Métal Hurlant nous accompagne à Cannes cette année, dans notre exploration des sélections hétéroclites du festival. Au travers de récits de bande dessinée et d’articles sur l’actualité culturelle, Métal Hurlant développe avec éclectisme, dans quatre numéros par an, un imaginaire sans aucune limite. Une ligne éditoriale totalement en accord avec la soif d’expérimentations et de découvertes du Festival de Cannes.

A côté de la compétition, la sélection officielle de Cannes révèle souvent ses plus belles surprises avec Un Certain Regard, catégorie dédiée aux nouveaux arrivants du cinéma mondial. C’est pourquoi on s’est précipité sur l’ouverture de cette section, When the Light Breaks.

 

When the Light Breaks : photo Shadow on the Sun

 

Light & Magic

De quoi ça parle ? Una est étudiante en art en Islande. Un beau jour, un accident tue son petit ami. Mais la jeune femme ne peut pas exprimer son chagrin, car leur relation était secrète.

C’était comment ? On avait repéré Rúnar Rúnarsson avec son film Sparrows, coming of age sensible en terres islandaises. La froideur et l’immensité des paysages, filmés avec délicatesse, embrassaient le mal-être de son protagoniste adolescent en pleine crise identitaire. Pour sûr, Rúnarsson sait capturer la beauté de son pays, comme en attestent les premières minutes de When the Light Breaks. Avec sa photographie aux teintes pastel, il s’attarde sur un coucher de soleil en bord de plage, alors que se détachent les silhouettes de Una (Elín Hall) et de son amant Diddi (Baldur Einarsson).
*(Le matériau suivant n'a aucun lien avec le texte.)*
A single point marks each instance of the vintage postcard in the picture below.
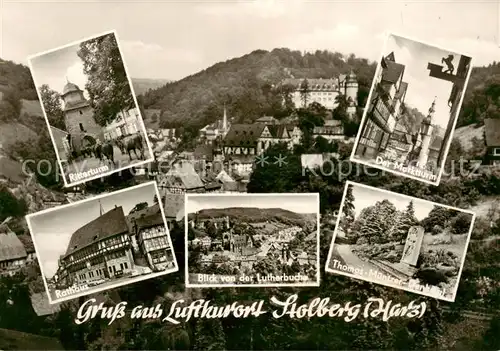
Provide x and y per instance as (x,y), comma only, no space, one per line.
(90,109)
(412,109)
(102,242)
(400,241)
(259,240)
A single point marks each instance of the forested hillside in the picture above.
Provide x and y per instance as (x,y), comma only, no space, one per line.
(18,77)
(482,98)
(253,215)
(143,85)
(245,85)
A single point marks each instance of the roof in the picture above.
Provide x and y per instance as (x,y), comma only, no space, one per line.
(402,90)
(241,159)
(311,160)
(59,133)
(70,87)
(234,186)
(186,174)
(27,243)
(204,151)
(150,112)
(109,224)
(392,71)
(11,247)
(77,104)
(16,340)
(436,143)
(278,131)
(152,220)
(174,206)
(249,251)
(316,84)
(332,123)
(213,185)
(266,119)
(41,305)
(492,131)
(246,135)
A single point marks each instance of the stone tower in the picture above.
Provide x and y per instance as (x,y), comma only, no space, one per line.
(79,118)
(426,132)
(351,92)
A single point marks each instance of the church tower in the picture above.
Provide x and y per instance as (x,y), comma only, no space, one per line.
(351,92)
(79,118)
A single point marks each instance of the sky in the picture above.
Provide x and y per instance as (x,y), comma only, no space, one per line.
(365,197)
(423,89)
(52,230)
(58,67)
(298,203)
(174,39)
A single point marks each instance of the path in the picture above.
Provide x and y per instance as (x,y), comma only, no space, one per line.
(354,261)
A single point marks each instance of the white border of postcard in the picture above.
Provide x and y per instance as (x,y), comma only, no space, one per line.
(354,276)
(353,157)
(242,197)
(131,280)
(141,121)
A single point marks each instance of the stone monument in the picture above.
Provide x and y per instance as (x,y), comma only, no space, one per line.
(412,246)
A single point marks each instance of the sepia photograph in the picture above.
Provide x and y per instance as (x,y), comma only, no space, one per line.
(103,242)
(257,97)
(412,109)
(90,108)
(259,240)
(400,241)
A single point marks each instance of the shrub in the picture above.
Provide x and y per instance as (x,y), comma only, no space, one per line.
(437,229)
(461,223)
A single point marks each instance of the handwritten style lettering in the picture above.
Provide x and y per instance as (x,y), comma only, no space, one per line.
(89,311)
(377,307)
(203,309)
(317,307)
Le couple se fait des promesses. Diddi doit quitter son actuelle petite amie, qu’il n’aime plus depuis longtemps. Il n’aura pas le temps de le faire. Au travers d’un travelling envoûtant, mouvement abstrait sur les lumières diffuses d’un tunnel routier, tout bascule. Un accident fait de nombreux morts, dont Diddi.

 

When the Light Breaks : photo Soirée endeuillée

 

De ce concept simple, When the Light Breaks puise son impressionnante pureté. Il est d’abord question d’un traumatisme collectif, que le réalisateur capte avec beaucoup de minutie. Au-delà d’Una, tous les amis de Diddi se retrouvent à l’hôpital, à tournoyer, à s’enlacer, à se rassurer. Le cinéaste observe un tissu social essentiel, une solidarité dans l’adversité qui ne force jamais une dramatisation outrancière.
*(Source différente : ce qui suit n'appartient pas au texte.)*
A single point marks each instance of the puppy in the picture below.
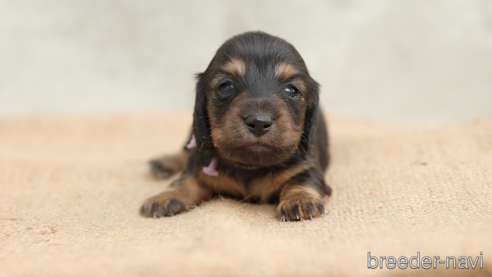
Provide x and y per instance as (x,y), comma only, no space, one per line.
(258,134)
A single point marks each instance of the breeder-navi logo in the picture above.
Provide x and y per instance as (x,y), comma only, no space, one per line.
(426,262)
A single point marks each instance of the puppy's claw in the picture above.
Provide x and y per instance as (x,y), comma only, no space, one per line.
(296,209)
(162,205)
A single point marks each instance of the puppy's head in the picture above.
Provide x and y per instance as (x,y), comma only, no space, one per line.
(256,103)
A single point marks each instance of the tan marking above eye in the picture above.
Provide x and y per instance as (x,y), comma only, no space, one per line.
(284,71)
(235,67)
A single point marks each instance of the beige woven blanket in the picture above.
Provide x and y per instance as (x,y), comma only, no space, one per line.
(70,189)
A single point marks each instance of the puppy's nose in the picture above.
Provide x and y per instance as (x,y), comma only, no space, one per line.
(259,124)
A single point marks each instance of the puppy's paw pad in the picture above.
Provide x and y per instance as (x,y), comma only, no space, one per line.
(159,171)
(300,208)
(162,205)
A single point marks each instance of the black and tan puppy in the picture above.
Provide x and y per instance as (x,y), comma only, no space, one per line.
(258,134)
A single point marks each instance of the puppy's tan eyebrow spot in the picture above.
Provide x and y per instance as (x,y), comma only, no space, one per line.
(284,71)
(235,67)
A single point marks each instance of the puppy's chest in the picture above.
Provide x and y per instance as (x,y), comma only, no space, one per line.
(241,185)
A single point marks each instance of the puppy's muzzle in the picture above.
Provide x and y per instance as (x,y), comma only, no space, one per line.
(259,124)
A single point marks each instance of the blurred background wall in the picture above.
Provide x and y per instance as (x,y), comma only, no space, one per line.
(414,62)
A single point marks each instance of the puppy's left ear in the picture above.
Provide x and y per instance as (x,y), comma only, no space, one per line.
(310,119)
(201,123)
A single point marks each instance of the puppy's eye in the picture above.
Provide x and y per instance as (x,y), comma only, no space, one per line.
(291,91)
(226,89)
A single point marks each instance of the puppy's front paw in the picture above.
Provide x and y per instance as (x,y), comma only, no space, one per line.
(164,204)
(300,207)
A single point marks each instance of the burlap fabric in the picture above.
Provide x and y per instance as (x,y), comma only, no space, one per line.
(70,189)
Cette jeunesse sait s’entourer et se soutenir, afin de mieux ressentir et accepter ce deuil déchirant. Seulement voilà, Klara (Katla Njálsdóttir), la copine de Diddi, se greffe au groupe, empêchant Una de pleinement exprimer son chagrin. Ce non-dit, aussi bouleversant qu’étouffant, est magnifiquement introduit dans la séquence où l’héroïne apprend la terrible nouvelle. Dans ce couloir d’hôpital bondé, la caméra serpente avec elle, presque à contre-courant du reste de la foule, avant de s’arrêter sur son visage. Seule, Una fait face, en même temps que le spectateur, à la violence du contre-champ, qui révèle ses amis en train de pleurer.
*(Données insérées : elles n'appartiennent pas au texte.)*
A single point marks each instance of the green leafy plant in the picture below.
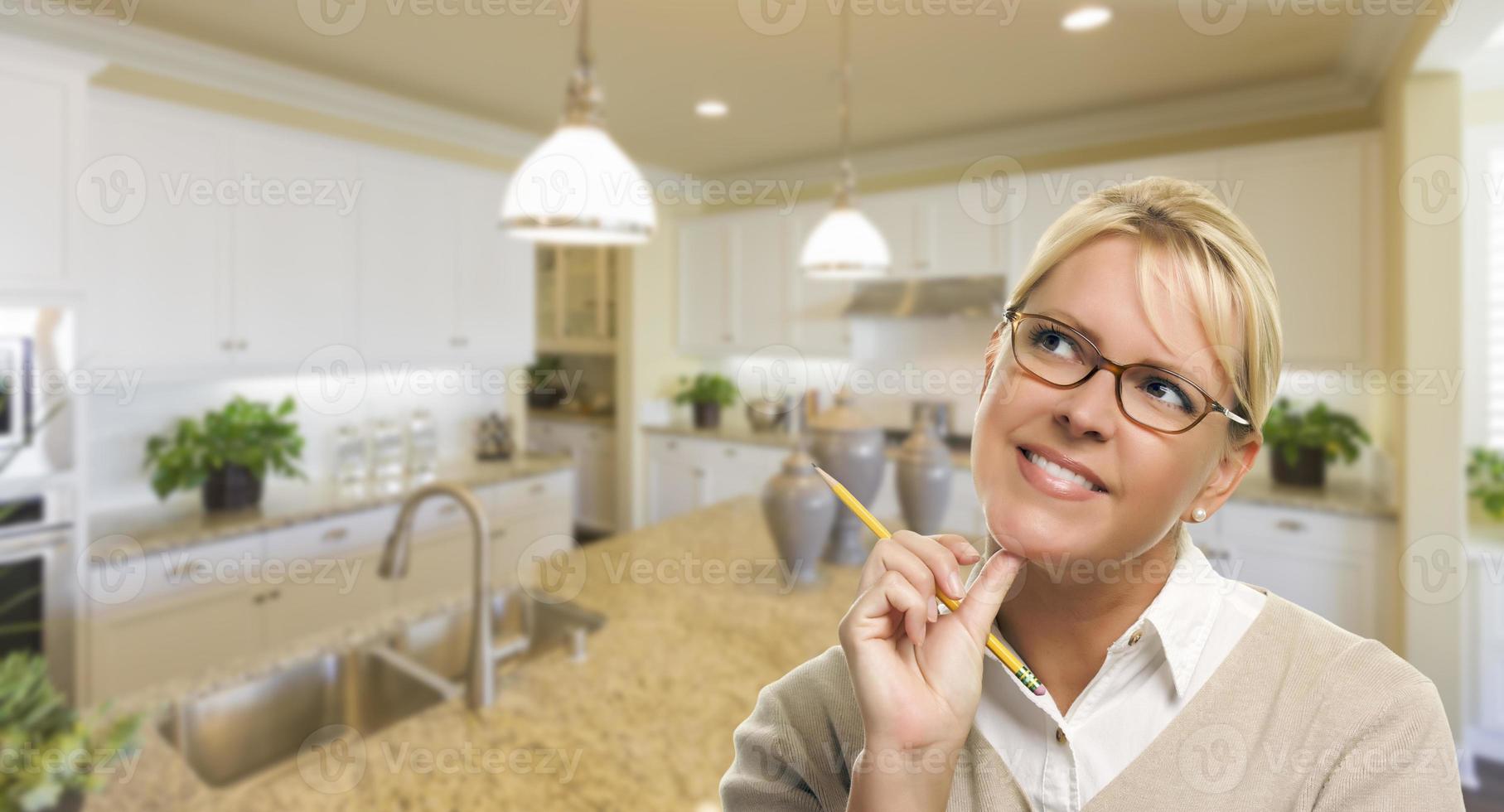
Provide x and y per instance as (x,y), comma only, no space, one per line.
(56,751)
(247,433)
(1487,480)
(706,389)
(1336,433)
Emerge de cette douleur silencieuse un puissant film de performance. C’est bien simple : When the Light Breaks est une œuvre merveilleuse autour du gros plan, échelle dont la valeur et la beauté n’avaient pas paru aussi signifiantes depuis longtemps. L’ensemble est d’ailleurs soutenu par la direction d’acteurs fabuleuse de Rúnar Rúnarsson, qui nous ferait suivre Elín Hall jusqu’au bout du monde.

 

When the Light Breaks : photo La relation Una/Klara, merveilleuse

 

Inévitablement, l’étau se resserre autour d’Una et de Klara, deux faces d’une même pièce qui se retrouvent prises dans un jeu de miroir fascinant. On pourrait reprocher au cinéaste d’expliciter un peu trop cette dimension métaphorique, mais ses touches de stylisation sont toujours au service de cette souffrance adolescente, qui se définit avant tout par leur langage corporel. A la fois tendre, charnel et pudique, le long-métrage trouve un équilibre rare pour évoquer les sentiments contradictoires de la perte. Comment retrouver du sens face à l’absurde ? Comment aller de l’avant quand le meilleur est derrière soi ?

On en revient au miroir, au moment où l’obscurité du tunnel laisse apparaître la lumière. Il serait criminel de spoiler le dernier plan de When the Light Breaks, qui en est le négatif parfait. On dira juste que c’est déjà l’un des plus beaux qu’on aura vu pendant ce festival.

Et ça sort quand ? En France, le film sortira au cinéma le 18 décembre 2024.